Re: Fritz-Duhan Follow-Up

Date: 2020-11-16 02:54 pm (UTC)
selenak: (Wilhelmine und Folichon)
From: [personal profile] selenak
Re: Charlotte, in addition to these things, what biases me against her is that she wouldn't take her other daughter, Elisabeth, back when Fritz offered this as an alternative to imprisonment post scandal. I mean, if Fritz comes off better at handling the next generation and/or behaving towards a woman.... Seriously though: this was before Elisabeth was transfered to the relatively okay exile/banishment to Stettin, this was when she was at Küstrin. I mean, Küstrin. If your daughter is at Küstrin, with all that implies in your family history and your brother writes that she only repayed her husband's infedelity in kind, and you still respond with "I don't want that whore anywhere near me", sheesh.

Now, to be fair: Charlotte also had undoubted good qualities. For starters, she had her shair of the family brains, what with translating Wolff into French on her lonesome (Fritz needed Suhm for that), and she was independently minded enough to keep an open mind about German literature and be curious about same (not just by hiring Lessing as a librarian), to the point where famously her and Anna Amalie's visit to Fritz inspired him to publish "De La Literature Allemande" as a counter argument because both ladies seem to have positioned themselves fervently pro German writings. Also, even in Wilhelmine's angry description of Charlotte's behavior in 1732 she mentions Charlotte used to be her favourite sister back in the day, and Fritz generally sounds positive about her both in second hand testimony (i.e. those Austrian reports on "Junior") and in his letters.

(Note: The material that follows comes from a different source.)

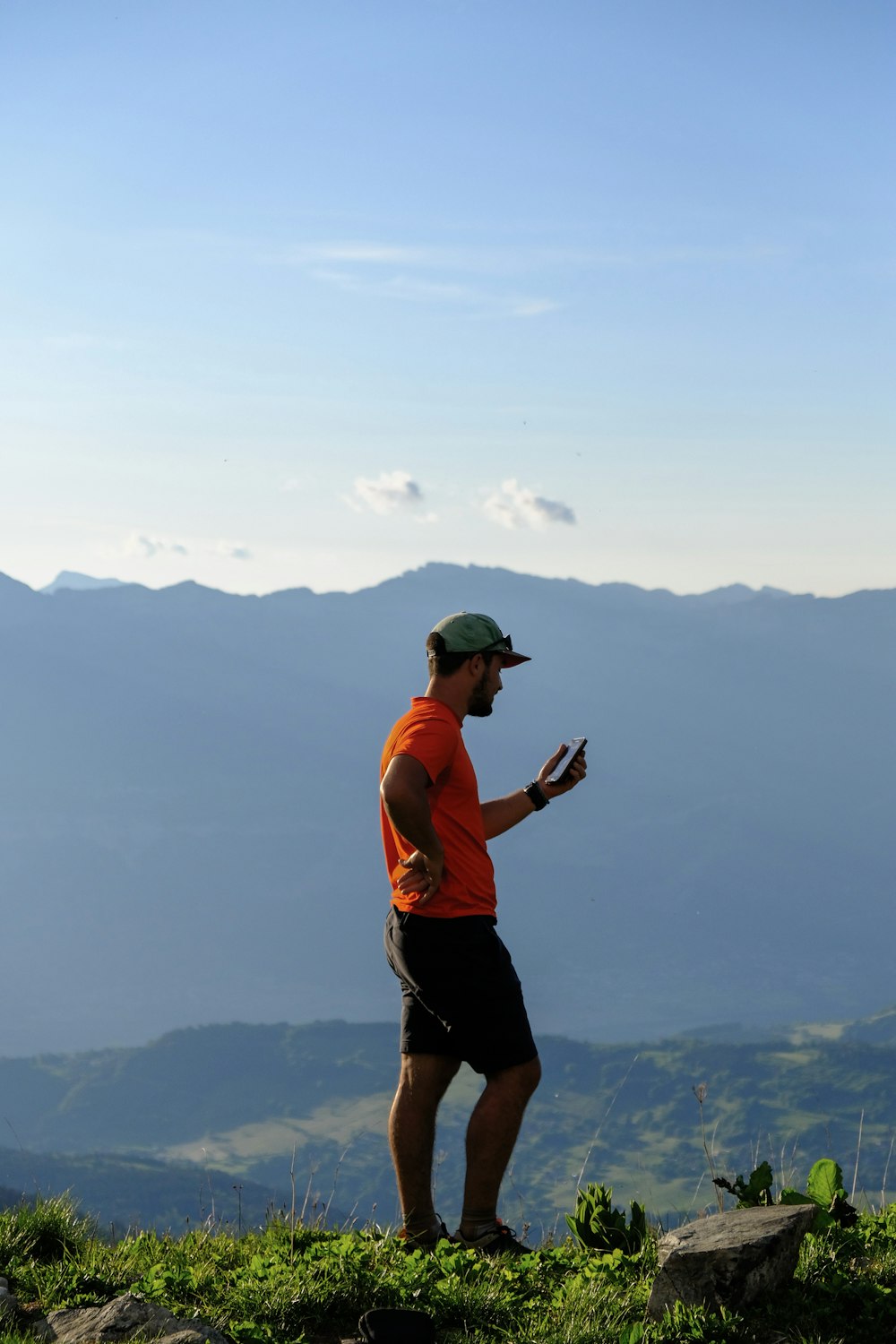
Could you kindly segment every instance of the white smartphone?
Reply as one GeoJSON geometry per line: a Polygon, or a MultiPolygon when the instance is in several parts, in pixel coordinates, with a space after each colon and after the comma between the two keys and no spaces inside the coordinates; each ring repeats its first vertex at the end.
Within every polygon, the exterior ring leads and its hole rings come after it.
{"type": "Polygon", "coordinates": [[[584,751],[584,745],[587,741],[588,741],[587,738],[572,738],[570,746],[566,749],[566,751],[555,765],[553,770],[548,775],[547,778],[548,784],[563,784],[567,774],[570,773],[570,766],[572,765],[575,758],[582,755],[582,753],[584,751]]]}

Then again: Yes, as far as I recall, Charlotte joined the "how could you?" club re: the MT lunch. I also don't recall her doing anything during the year of AW's disgrace, either. And other than Ulrike, Charlotte really had the best, safest position of any of the sisters from which to take a stand. All of which leads me to the conclusion that she was probably good company on a social level, but that her instinct was to cater to the given authority on the top, and to discard you if you lost any political advantage, so as an ally, she was only of questionable value, hence my somewhat cynical speculation that her help for Fritz and Duhan came with the awareness that Fritz was the future King.

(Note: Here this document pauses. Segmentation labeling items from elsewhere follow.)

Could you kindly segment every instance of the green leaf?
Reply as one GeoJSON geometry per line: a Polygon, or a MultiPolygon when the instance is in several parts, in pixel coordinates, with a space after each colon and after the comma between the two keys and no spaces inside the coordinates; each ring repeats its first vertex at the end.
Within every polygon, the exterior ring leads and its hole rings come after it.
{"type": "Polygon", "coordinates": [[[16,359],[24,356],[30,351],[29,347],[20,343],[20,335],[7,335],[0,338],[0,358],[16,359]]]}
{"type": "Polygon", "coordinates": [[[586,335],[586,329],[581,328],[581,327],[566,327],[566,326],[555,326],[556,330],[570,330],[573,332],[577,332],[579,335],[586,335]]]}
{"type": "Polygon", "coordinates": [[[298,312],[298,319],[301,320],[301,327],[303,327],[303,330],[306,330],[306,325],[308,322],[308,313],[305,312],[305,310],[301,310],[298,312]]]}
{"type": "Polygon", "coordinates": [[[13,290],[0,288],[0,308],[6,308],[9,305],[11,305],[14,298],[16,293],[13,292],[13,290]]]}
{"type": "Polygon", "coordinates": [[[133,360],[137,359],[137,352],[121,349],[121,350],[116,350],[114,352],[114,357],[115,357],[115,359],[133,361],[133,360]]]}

Predestination: could be, but yes, teenage Fritz wasn't subtle about whom he liked and didn't like. Given how much FW was attached to the idea of himself as a beloved father and how very insulted he was that his oldest children didn't give him the feeling that he was this, AND given FW's explicit instructions during the Küstrin year to give Fritz the idea everyone, including his mother, didn't love him anymore and had forgotten all about him, I'm going with paternal jealousy as a primary motive.